A l'issue de chacune de ces réunions, un compte rendu est rédigé retranscrivant les réponses apportées aux questions posées et fait l'objet d'un affichage à destination de l'ensemble des salariés de l'entreprise.
1- Nature et portée du droit d'expression directe et collective
L'expression doit être directe, elle n'emprunte donc ni la voie hiérarchique, ni celle des représentants du personnel.
Le salarié doit s'exprimer lui-même auprès d'un interlocuteur qui a qualité pour l'entendre.
L'expression doit être collective. Chacun peut s'exprimer au sein du groupe au cours de la discussion qui intervient entre les membres du groupe et la hiérarchie.
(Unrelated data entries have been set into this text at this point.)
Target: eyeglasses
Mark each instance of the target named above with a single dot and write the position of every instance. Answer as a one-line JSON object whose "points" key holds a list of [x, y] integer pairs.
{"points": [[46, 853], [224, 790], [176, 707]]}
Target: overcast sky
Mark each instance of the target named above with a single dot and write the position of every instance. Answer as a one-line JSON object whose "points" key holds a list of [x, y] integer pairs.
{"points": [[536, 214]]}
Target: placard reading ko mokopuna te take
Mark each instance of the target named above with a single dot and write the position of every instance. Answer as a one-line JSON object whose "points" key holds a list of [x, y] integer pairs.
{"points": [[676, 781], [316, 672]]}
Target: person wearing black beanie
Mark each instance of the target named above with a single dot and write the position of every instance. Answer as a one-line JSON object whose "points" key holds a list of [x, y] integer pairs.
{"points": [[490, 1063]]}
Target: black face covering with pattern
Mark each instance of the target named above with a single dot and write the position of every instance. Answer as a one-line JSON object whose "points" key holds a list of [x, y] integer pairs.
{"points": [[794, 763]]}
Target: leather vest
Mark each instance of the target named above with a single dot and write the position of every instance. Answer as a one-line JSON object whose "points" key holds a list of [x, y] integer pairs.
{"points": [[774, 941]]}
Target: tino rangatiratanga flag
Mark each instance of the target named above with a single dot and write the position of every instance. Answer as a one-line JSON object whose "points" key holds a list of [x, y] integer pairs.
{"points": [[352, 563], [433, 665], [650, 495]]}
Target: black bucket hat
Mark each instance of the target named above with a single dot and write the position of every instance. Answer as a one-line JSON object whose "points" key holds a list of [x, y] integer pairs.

Ce groupe est une unité élémentaire de travail (équipe, service, bureau….) placé sous l'autorité d'un même encadrement.
Indépendamment de sa participation aux groupes d'expression relevant du service sur lequel il exerce une responsabilité hiérarchique, chaque membre de l'encadrement en sa qualité de salarié de l'entreprise bénéficie du droit à l'expression directe et collective et, par conséquent de l'application de l'intégralité des dispositions du présent accord.
Les salariés s'exprimeront sur le contenu et l'organisation de leur travail et la définition et la mise en œuvre d'actions destinées à améliorer les conditions de travail. Les questions concernant le contrat de travail, les classifications et les contreparties directes ou indirectes du travail n'entrent pas dans le cadre du droit d'expression.
2- Organisation des réunions d'expression directe et collective
Les groupes de travail sont fondés sur les unités de travail (ateliers - services). Des groupes spécifiques d'expression pourront être créés en fonction de certains thèmes à traiter.
Les réunions auront lieu deux fois par an, en mars et octobre sur le lieu et temps de travail. Elles seront planifiées sur l'année et le calendrier sera affiché.
Le responsable ayant qualité pour répondre aux vœux et avis fera connaitre ses réponses au cours de la réunion ou à la réunion suivante ou par une information complémentaire en atelier avant la réunion suivante.
Les vœux et avis exprimés lors de ces réunions seront transmis aux membres du CSE ainsi qu'aux responsables fonctionnels compétents, le cas échéant.
Indicateur de suivi et objectif :
Enregistrer annuellement le nombre de réunions - Résultat recherché : 100% des vœux et avis seront analysées et feront l'objet d'une réponse.
Les modalités du plein exercice par le salarié de son droit à la déconnexion.
Il est convenu que la direction de l'entreprise engagera avant la fin de l'année 2024, avec les organisations syndicales présentes dans l'entreprise, une négociation afin de définir les modalités selon lesquelles le salarié pourra exercer son droit à la déconnexion.
Article 3 Durée et entrée en vigueur de l’accord
Le présent accord est conclu pour une durée déterminée de 4 ans. Il entrera en vigueur à la date de sa signature.
Article 4 Révision
Le présent accord pourra être révisé, à tout moment, pendant la période d’application par accord entre les parties. Toute demande de révision, totale ou partielle, devra être effectuée par lettre recommandée avec accusé de réception adressée aux autres signataires. Elle doit être accompagnée d’une proposition nouvelle sur les points à réviser. La discussion de la demande de révision doit s’engager dans les trois mois suivant la présentation de celle-ci. Toute modification fera l’objet d’un avenant conclu dans les conditions prévues par les dispositions législatives et réglementaires.
Article 5 Formalités de dépôt
Le présent accord sera déposé par l'entreprise sur la plateforme TéléAccords du ministère du travail. Un exemplaire sera également déposé au greffe du conseil de prud'hommes de Rennes. Le présent accord est fait en nombre suffisant pour remise à chacune des parties. Un exemplaire sera également remis au Comité social et économique. Son existence figurera aux emplacements réservés à la communication du personnel.